Friday, July 2, 2010

"It is no use to keep private information which you can't show off."

~Mark Twain, An Author's Soldiering, 1887


"There it was! Grandma was so nice.
As a child, she always spoiled me with gifts and sweets; always waiting to surprise me. Always beaming just as much as I was when I opened any sort of offering she presented to me. And there it was! The last gift, shown up four months late, yes, but that didn't matter.
I grab the gift and savagely tear open the wrapping paper! My insides are screaming 'Hail, Grandma' as I fold open the box that holds wondrous affection of my loved one. . . And there it was. A duck. Rubber, purple, and seeming to mock me with every squeak. She knew how I felt about ducks, geese, birds, the like. She knew what her own son, my dad, did to me while trying to play his fatherly role. How is shooting beautiful creatures such as these for fun considered fatherly? 'It's all for sport, son!', he said. 'A good lead in the head, as I always say, eh Champ?' No, not eh, dad, not eh.
She was just like him, I realized. She's just as bad as my bird-loathing father! And all these years, I'd never known. Every christmas that had passed by, it was all a lie! But things would change from now on, oh yes, Grandma, things would change."


You know, it's really interesting to look back on one's past work.

I wrote this monologue back in Ontario of this past March, and I was so proud of it. At Ontario, we had all been assigned certain workshops to attend while at the event, and Stephanie had been given a really interesting writing class. My friend, Mitchell, and I really wanted to go to that workshop. So after asking the event coordinators if we could switch our workshops, and being told no, we decided to say "screw you, rules" and attended the writing workshop anyway. I was so glad I did, because I learned some really great stuff and had a fantastic time. All of Ontario was fantastic, to be honest. I look back at it and realize that it was one of my most favorite moments of my high school career, and unlike most other events trips that I take with my friends, everything went right during that weekend. It was one of those times I wish I could relive exactly as I had lived it, because it was just that good.

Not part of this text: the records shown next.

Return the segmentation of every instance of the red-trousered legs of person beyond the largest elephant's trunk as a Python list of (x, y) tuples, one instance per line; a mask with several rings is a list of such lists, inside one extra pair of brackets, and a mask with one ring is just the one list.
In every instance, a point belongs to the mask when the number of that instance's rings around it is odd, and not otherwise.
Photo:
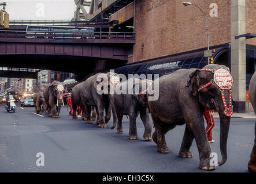
[(213, 118), (213, 110), (205, 109), (203, 116), (205, 117), (207, 127), (206, 127), (206, 135), (208, 137), (209, 143), (214, 143), (212, 129), (214, 127), (214, 118)]

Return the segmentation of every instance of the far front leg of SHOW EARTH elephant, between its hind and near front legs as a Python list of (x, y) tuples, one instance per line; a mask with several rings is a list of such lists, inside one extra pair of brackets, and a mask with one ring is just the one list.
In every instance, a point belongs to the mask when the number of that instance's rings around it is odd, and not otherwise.
[(194, 140), (194, 135), (186, 125), (183, 140), (182, 140), (180, 151), (179, 151), (180, 157), (182, 158), (193, 157), (192, 153), (190, 152), (190, 147), (192, 145), (193, 140)]

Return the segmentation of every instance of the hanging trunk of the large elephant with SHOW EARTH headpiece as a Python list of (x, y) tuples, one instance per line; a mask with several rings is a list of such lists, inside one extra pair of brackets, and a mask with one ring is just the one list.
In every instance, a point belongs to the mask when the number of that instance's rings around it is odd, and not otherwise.
[(224, 113), (220, 114), (220, 152), (221, 152), (221, 161), (218, 162), (220, 166), (227, 161), (227, 140), (228, 140), (228, 131), (231, 117), (225, 116)]

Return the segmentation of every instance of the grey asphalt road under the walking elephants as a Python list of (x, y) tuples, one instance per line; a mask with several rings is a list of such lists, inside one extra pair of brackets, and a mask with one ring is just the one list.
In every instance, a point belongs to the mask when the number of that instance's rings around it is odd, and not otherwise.
[[(66, 107), (61, 117), (53, 119), (33, 114), (34, 108), (6, 112), (0, 105), (0, 172), (248, 172), (247, 163), (254, 141), (254, 119), (232, 118), (228, 137), (228, 160), (214, 171), (198, 168), (199, 156), (195, 141), (191, 159), (179, 158), (185, 125), (166, 134), (169, 154), (157, 152), (153, 141), (142, 138), (144, 128), (138, 118), (139, 140), (129, 140), (129, 121), (124, 116), (124, 133), (116, 128), (98, 128), (96, 123), (73, 120)], [(211, 143), (212, 152), (221, 159), (219, 148), (220, 122), (216, 118)], [(154, 131), (154, 128), (153, 128)], [(36, 154), (44, 154), (44, 166), (36, 166)]]

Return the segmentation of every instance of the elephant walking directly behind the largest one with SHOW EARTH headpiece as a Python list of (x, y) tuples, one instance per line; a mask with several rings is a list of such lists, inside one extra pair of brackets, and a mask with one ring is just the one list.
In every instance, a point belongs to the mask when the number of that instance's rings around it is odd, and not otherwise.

BUT, moving on, I look at this monologue that I wrote, and I found so many mistakes with it. I tried to leave the writing and the choppy paragraphs just as I had originally wrote them, but I couldn't stop myself from changing some things. Still, you get the idea. And yet, mistakes and all, I am proud of this cheesy little monologue, as it sort of reminds me of why I write. For fun, for friends, and for the sheer love of seeing my imagination played out through words.

I said the other day on Facebook that I wish I could meet Mark Twain in person. I know this is impossible, because he is very much deceased. I could, however, visit his gravesite, but something tells me that I wouldn't get the same satisfaction from trying to hold a conversation with a slab of rock. But I think Mark Twain was an amazing person, and even though the South doesn't really interest me very much, the stories of Sawyer and Finn have always intrigued me, and after seeing so many of his dry humored quotes, the man seems like he was an amazing person. And as much as I would like to meet him, I'm not in a hurry to resurrect him from the dead just so I can ask him a few questions.